La actitud de Lanzmann frente a él tampoco ayuda a la conciliación de
la conciencia. El cineasta reconoce abiertamente su respeto por él; un
hombre que vivió en Roma porque no podría haberlo hecho nunca en Israel; un hombre despreciado y castigado por todos:
los suyos y sus enemigos. Los 'doyens', todos ellos, fueron rápidamente
tachados de colaboracionistas. La presencia de uno de ellos en el
juicio de Eichmann incendió los ánimos de la concurrencia y,
precisamente, esa furibunda reacción de la comunidad judía acabó por
hacer mella en los escritos de Hanna Arendt.
Este año hemos podido ver, por ejemplo, los documentales 'The act of
killing', de Joshua Oppenheimer, y 'L'image manquante', de Rithy Panh,
en los dos casos el horror, sea en Indonesia o en Camboya, se sirve de
la ficción para hacer comprender su verdadera dimensión; su profunda
culpabilidad. Se trata de ir más allá de simplemente lo real; de los
hechos en bruto. Ninguno de los dos documentales habría sido posible sin
'Shoah'. 'El último de los injustos' tampoco.
También él viaja más allá de la realidad mostrenca; también él subvierte las reglas del género; también él se asoma más allá del horror.

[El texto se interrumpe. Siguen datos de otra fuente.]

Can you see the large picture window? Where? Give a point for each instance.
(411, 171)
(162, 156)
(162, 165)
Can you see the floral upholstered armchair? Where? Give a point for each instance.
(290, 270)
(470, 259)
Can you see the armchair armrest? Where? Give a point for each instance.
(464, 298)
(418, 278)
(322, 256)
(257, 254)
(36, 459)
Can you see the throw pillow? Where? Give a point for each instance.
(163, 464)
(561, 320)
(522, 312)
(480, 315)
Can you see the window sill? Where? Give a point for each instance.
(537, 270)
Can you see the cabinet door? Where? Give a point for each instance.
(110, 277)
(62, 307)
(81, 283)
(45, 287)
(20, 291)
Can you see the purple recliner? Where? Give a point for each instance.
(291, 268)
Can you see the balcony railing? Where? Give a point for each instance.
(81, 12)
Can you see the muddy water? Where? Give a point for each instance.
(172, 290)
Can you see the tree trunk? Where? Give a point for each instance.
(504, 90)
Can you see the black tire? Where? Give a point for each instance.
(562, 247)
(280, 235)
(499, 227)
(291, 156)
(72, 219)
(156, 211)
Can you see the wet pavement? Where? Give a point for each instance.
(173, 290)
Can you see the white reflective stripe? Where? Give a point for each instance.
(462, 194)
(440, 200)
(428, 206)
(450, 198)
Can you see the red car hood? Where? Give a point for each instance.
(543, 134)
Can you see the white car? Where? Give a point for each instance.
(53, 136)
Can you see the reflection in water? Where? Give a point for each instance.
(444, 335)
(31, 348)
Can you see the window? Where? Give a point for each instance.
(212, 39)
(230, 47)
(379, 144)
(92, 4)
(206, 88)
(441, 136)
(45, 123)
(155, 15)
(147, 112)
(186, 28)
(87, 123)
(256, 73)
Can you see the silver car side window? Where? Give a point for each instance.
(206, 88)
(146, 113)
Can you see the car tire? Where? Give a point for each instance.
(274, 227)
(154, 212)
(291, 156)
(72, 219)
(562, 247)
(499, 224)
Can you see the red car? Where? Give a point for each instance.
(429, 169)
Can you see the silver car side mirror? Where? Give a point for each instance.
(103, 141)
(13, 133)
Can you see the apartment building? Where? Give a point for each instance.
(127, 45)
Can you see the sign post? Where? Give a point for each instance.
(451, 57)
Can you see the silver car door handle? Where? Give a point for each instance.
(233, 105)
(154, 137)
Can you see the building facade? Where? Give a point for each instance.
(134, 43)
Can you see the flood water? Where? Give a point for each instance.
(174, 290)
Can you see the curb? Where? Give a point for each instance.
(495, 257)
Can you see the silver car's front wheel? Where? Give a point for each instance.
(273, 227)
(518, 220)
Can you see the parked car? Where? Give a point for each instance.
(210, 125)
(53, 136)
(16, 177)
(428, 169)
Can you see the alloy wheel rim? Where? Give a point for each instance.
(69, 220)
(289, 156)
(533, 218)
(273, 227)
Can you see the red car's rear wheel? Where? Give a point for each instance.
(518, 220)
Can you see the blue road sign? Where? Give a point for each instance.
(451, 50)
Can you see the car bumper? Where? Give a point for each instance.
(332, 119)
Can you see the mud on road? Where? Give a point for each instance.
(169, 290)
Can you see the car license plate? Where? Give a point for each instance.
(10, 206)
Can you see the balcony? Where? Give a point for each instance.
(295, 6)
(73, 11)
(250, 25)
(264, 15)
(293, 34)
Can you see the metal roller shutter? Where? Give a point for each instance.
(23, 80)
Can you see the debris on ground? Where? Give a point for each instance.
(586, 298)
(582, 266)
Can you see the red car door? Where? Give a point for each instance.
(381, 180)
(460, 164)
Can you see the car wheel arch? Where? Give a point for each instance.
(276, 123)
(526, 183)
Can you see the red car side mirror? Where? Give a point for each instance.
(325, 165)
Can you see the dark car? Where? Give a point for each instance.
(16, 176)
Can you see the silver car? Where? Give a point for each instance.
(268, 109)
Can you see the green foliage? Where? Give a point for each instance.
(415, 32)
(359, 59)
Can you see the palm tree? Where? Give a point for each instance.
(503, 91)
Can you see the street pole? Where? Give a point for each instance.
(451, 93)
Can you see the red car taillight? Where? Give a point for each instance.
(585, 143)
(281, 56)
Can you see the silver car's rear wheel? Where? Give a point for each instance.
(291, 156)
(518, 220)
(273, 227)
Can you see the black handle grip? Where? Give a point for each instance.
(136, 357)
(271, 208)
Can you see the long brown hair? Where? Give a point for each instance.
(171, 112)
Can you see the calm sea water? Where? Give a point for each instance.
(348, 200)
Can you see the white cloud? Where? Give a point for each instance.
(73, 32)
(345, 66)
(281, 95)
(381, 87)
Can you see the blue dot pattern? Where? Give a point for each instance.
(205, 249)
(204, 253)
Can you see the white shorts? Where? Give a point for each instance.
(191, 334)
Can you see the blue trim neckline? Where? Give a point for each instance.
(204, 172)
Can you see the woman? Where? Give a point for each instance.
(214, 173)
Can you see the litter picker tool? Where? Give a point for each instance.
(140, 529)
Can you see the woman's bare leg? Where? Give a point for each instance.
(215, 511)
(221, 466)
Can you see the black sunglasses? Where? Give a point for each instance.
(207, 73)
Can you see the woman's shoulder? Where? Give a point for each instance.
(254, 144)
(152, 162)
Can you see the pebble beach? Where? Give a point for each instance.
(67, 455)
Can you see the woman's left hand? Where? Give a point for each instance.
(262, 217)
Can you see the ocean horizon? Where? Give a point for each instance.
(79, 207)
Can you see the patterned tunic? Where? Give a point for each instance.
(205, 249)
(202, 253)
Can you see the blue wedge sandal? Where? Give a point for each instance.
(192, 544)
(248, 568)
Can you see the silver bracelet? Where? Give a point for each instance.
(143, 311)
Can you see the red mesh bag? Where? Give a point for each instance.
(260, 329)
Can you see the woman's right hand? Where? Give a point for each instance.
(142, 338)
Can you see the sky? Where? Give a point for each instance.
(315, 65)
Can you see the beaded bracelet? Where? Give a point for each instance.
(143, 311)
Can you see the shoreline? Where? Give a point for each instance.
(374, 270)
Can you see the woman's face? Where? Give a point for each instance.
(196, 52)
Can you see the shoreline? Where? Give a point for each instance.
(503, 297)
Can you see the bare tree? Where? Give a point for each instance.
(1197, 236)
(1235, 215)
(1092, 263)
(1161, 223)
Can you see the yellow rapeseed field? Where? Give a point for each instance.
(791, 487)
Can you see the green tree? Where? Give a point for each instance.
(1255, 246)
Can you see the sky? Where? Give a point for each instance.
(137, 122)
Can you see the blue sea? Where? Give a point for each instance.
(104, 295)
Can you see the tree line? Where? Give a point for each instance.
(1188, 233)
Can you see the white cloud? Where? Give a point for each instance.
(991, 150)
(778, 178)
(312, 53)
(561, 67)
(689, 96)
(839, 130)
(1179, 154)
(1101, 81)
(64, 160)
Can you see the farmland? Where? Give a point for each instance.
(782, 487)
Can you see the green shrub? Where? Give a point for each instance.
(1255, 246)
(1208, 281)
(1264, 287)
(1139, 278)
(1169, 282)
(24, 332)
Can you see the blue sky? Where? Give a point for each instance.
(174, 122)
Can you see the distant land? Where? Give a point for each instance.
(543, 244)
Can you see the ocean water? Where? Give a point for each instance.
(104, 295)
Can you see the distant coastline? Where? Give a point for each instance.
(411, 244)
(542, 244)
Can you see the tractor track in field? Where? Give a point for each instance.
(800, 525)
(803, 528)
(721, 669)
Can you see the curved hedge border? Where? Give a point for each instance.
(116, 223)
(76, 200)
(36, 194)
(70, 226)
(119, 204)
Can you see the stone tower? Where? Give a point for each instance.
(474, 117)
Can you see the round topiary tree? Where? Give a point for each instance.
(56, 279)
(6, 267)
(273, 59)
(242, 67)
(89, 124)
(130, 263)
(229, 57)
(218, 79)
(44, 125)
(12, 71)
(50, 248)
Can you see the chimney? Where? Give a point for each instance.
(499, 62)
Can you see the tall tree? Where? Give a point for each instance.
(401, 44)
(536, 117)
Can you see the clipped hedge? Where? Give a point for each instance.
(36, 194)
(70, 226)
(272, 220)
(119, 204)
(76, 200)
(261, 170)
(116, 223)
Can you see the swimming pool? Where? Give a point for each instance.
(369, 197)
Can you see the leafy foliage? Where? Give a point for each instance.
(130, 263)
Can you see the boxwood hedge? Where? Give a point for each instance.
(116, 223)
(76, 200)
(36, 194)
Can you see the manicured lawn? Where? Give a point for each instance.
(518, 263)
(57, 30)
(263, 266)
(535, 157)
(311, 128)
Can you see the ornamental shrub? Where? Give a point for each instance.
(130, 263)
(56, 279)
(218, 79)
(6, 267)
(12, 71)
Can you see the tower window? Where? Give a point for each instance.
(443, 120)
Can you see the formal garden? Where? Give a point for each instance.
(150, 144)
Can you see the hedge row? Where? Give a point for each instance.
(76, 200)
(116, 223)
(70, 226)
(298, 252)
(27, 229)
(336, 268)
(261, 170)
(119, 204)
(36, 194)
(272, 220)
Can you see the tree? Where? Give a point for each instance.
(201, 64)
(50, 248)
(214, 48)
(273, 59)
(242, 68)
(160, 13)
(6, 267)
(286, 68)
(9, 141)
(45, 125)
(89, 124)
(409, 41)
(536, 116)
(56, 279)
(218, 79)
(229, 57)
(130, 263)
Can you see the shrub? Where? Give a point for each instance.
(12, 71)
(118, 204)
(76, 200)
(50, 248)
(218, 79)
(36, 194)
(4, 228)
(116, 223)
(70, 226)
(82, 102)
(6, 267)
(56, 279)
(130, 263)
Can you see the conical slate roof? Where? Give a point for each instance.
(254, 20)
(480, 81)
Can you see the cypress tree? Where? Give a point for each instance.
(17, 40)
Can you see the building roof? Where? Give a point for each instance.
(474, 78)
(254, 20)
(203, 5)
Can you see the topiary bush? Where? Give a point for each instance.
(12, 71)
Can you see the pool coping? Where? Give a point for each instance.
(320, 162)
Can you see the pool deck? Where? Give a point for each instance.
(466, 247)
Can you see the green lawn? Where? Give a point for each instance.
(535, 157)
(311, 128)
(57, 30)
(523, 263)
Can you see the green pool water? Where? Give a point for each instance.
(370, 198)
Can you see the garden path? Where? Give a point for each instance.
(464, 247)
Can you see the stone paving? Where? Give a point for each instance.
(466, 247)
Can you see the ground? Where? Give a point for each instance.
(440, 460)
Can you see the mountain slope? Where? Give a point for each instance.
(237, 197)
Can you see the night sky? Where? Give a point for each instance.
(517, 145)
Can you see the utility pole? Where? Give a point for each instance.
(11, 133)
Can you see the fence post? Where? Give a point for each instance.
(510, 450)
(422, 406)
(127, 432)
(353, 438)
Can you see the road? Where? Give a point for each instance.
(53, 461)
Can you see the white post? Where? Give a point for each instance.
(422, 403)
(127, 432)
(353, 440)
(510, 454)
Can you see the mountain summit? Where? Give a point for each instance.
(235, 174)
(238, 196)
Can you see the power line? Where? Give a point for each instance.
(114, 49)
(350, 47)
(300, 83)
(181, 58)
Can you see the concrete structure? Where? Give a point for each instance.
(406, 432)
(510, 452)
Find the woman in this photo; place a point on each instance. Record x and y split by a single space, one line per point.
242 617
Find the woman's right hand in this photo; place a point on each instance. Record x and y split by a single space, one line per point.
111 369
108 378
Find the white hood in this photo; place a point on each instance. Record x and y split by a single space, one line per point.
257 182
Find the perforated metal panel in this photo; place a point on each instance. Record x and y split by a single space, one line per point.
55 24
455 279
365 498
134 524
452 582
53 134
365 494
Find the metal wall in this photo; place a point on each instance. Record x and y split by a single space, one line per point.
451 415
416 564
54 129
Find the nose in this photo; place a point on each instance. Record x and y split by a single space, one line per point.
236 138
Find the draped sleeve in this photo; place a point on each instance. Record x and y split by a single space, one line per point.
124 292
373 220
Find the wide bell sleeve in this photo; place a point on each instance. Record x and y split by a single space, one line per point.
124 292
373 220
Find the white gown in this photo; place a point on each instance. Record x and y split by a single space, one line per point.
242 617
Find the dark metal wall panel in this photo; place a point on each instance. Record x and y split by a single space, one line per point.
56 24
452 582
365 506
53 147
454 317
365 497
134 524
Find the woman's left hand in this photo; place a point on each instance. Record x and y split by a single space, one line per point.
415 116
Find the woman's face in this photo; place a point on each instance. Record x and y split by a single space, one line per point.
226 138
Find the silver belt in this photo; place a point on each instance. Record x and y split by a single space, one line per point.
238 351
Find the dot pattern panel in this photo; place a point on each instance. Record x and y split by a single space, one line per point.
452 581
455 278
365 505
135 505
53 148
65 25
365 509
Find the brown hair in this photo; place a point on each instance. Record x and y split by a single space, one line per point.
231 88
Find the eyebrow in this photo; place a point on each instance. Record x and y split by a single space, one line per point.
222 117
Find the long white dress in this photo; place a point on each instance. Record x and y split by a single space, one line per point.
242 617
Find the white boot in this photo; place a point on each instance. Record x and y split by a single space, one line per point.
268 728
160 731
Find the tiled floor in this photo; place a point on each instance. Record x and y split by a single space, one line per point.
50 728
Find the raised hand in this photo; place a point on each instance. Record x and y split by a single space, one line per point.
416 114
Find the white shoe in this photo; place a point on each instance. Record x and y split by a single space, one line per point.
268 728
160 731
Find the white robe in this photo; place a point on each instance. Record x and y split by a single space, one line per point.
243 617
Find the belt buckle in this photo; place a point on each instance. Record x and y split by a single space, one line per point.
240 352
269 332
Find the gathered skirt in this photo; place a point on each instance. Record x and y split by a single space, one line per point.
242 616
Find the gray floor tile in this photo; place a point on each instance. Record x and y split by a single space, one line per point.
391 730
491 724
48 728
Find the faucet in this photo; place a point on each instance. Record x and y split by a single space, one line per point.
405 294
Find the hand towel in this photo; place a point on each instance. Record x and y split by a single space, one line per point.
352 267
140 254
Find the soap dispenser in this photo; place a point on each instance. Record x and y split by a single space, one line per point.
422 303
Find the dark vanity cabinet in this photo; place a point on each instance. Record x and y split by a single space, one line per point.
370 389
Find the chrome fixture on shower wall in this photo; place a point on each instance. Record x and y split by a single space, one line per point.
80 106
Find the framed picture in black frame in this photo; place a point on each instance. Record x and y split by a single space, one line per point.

Todos nacen de la necesidad de despertar a la bestia, de reconstruir
hoy, cuando todo parece cosa del pasado remoto, lo atroz por dentro para
no olvidarlo.
Lanzmann, de nuevo, acierta a contar hoy el Holocausto contra el
aburrimiento de lo ya sabido y lo hace porque sólo es posible pensar lo
que somos a partir de él. Cuando Murmelstein reclama para sí el
beneficio de la comprensión nos descubre que la voluntad adocenada de
intentar borrar el pasado culpando simplemente a los nazis, a los malos, a los otros, también es culpable. Y olvidarlo es condenarse.